The Role of RCM in Health Equity

The following is a guest article by Leigh Poland RHIA, CCS, VP of Coding Services at AGS Health.

A strong business case exists for addressing the financial impacts of social determinants of health (SDoH) and new reimbursement models designed to emphasize health equity. Involving revenue cycle management (RCM) is necessary for any comprehensive SDoH/health equity strategy.

This is because health disparities contribute more than $93 billion in unnecessary medical care costs and more than $42 billion annually in lost productivity. Additional economic losses are a result of premature deaths. Further, according to the W.K. Kellogg Foundation, eliminating these inequities by 2050 may erase more than $150 billion in unnecessary medical care.

Reimbursement is also closely linked to quality because of the use of outcome measures by the Centers for Medicare and Medicaid Services (CMS) to determine a hospital’s overall quality, including:

  • Mortality
  • Safety of care
  • Readmission rate
  • Excess stay
  • Patient experience
  • Effectiveness of care

SDoH Factors Impacting Patients and Revenue

In particular, readmission rates, utilization, and excess inpatient stays all point back to SDoH. Additionally, low literacy is linked to poor health outcomes and less frequent receipt of wellness services — leading to more frequent extended hospital stays for these individuals.

Lack of access to reliable transportation for essential health needs results in 41% more excess days in the hospital. In addition, unemployment is linked to a rise in self-reported declining health status and increased mortality rates for males and females ages 16 through 64. Additionally, drug and substance abuse and dependence quadruple for these same populations, and diagnosis for depression or general anxiety disorder doubles within this segment of the patient population.

These metrics are a vital part of a patient’s SDoH story when this information is documented in the patient’s chart. Thoughtful documentation allows coders to assign appropriate codes for tracking and trending SDoH patterns, enabling healthcare organizations to understand their patient populations better.

A Health and Revenue Driver

CMS is clear in its telegraphing of the critical efforts to improve health outcomes by establishing quality metrics.

Its priorities inform efforts for the next decade and how the agency will operationalize each to achieve health equity and eliminate care disparities. Each priority area reflects a key place where CMS stakeholders from underserved and disadvantaged communities express that CMS action is needed to advance health equity.

One of CMS’ most important SDoH tenets is data collection and reporting. “CMS strives to improve our collection and use of comprehensive, interoperable, standardized individual-level demographic and SDoH data, including race, ethnicity, language, gender identity, sex, sexual orientation, disability status, and SDoH. By increasing our understanding of the needs of those we serve, including social risk factors and changes in communities’ needs over time, CMS can leverage quality improvement and other tools to ensure all individuals have access to equitable care and coverage.”

RCM professionals constantly interact with data that is valuable to informing health equity strategies – particularly since the transition to the ICD-10 code set that created an environment rich with data detailing SDoH.

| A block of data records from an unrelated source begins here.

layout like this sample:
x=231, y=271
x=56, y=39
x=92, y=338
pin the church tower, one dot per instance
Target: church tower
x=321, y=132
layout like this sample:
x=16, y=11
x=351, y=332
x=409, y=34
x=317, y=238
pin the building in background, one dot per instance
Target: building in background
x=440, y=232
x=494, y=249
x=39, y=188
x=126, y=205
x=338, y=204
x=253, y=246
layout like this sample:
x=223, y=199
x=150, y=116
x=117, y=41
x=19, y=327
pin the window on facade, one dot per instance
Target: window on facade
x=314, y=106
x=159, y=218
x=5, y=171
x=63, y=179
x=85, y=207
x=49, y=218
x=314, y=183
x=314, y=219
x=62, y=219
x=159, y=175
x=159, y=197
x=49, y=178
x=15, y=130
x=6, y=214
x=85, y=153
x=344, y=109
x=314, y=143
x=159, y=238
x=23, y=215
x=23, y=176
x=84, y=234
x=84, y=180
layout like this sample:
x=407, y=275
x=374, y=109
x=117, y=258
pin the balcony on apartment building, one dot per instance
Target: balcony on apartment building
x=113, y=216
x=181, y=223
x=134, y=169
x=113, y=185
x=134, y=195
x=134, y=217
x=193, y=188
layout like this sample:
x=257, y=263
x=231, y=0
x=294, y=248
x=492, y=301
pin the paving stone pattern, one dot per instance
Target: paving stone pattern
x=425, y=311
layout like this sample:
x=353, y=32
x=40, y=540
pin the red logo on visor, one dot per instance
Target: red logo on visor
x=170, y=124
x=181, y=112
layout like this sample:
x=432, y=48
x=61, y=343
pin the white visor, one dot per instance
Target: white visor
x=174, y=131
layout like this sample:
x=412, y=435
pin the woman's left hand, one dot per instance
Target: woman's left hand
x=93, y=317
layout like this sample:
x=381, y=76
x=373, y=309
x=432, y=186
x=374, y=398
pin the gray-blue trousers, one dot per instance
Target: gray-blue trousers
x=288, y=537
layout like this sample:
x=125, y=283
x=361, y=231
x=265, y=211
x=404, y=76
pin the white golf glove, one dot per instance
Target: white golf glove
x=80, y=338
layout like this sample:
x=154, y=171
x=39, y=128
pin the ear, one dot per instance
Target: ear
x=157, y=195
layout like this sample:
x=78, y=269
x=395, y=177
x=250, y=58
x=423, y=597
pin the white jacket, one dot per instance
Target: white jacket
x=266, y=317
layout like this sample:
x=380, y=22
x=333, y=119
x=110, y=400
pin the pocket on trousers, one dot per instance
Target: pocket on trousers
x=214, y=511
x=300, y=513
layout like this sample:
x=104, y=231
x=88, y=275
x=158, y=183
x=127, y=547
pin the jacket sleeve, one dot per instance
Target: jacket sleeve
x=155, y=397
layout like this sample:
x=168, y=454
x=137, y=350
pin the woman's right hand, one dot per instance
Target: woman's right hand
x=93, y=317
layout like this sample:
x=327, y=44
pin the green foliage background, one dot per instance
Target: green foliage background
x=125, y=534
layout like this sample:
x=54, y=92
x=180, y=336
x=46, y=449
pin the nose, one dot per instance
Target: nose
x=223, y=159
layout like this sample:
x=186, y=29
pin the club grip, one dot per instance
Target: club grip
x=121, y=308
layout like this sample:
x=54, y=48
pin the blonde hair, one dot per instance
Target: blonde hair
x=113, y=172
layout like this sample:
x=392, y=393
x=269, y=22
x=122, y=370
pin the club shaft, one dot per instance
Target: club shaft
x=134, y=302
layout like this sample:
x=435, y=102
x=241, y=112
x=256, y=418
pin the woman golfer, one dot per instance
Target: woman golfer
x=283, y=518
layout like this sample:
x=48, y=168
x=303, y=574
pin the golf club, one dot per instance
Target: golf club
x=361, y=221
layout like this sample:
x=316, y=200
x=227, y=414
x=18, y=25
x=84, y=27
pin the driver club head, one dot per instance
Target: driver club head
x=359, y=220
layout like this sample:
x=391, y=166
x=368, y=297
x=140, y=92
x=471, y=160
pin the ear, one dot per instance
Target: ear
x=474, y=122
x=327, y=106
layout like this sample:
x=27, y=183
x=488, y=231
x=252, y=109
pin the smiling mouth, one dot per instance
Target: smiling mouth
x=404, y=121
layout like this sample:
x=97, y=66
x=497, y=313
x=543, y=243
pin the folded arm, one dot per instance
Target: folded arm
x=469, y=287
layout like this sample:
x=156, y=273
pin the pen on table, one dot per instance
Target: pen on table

Code sets and coding guidelines have expanded over the years to capture SDoH information at a level not possible with other data sources. ICD-10-CM Z codes, for example, capture detailed SDoH information directly into the patient’s record for deeper insights into factors impacting health.

 Closing the Gap

SDoH insights can help caregivers recognize the need for additional services for individuals to access healthy food and reliable housing and drive better health and wellness outcomes.

The challenge for many providers is their inability to manually sift through mountains of data to discover valuable health equity insights. Effectively leveraging SDoH information to achieve goals requires a carefully designed and implemented strategy, starting with forming a governance committee that designs policies and procedures so that SDoH needs are assessed and patients are connected to the community services needed to address them.

Despite the critical role this information plays in care outcomes, most healthcare organizations that collect this information still need a governance committee to oversee its use. For example, of the 56% of organizations reporting in an AHIMA survey that they collect SDoH data, 73% said they had no formal oversight committee. This is a critical gap, as governance of these policies helps determine who within the organization conducts patient assessments and how to gather the data without creating an administrative burden.

Top Priority

Health equity is a top priority in the coming years. As stewards and centralized life-saving hubs of their communities, healthcare providers can address more than basic catch-and-patch healthcare by exploring opportunities to eliminate disparities and improve care among underserved communities.

The data aggregated daily by coders and RCM professionals, mainly using the detail-rich Z codes, can play a pivotal role in understanding population needs and aligning patients with necessary resources to address SDoH issues and close the health equity gap.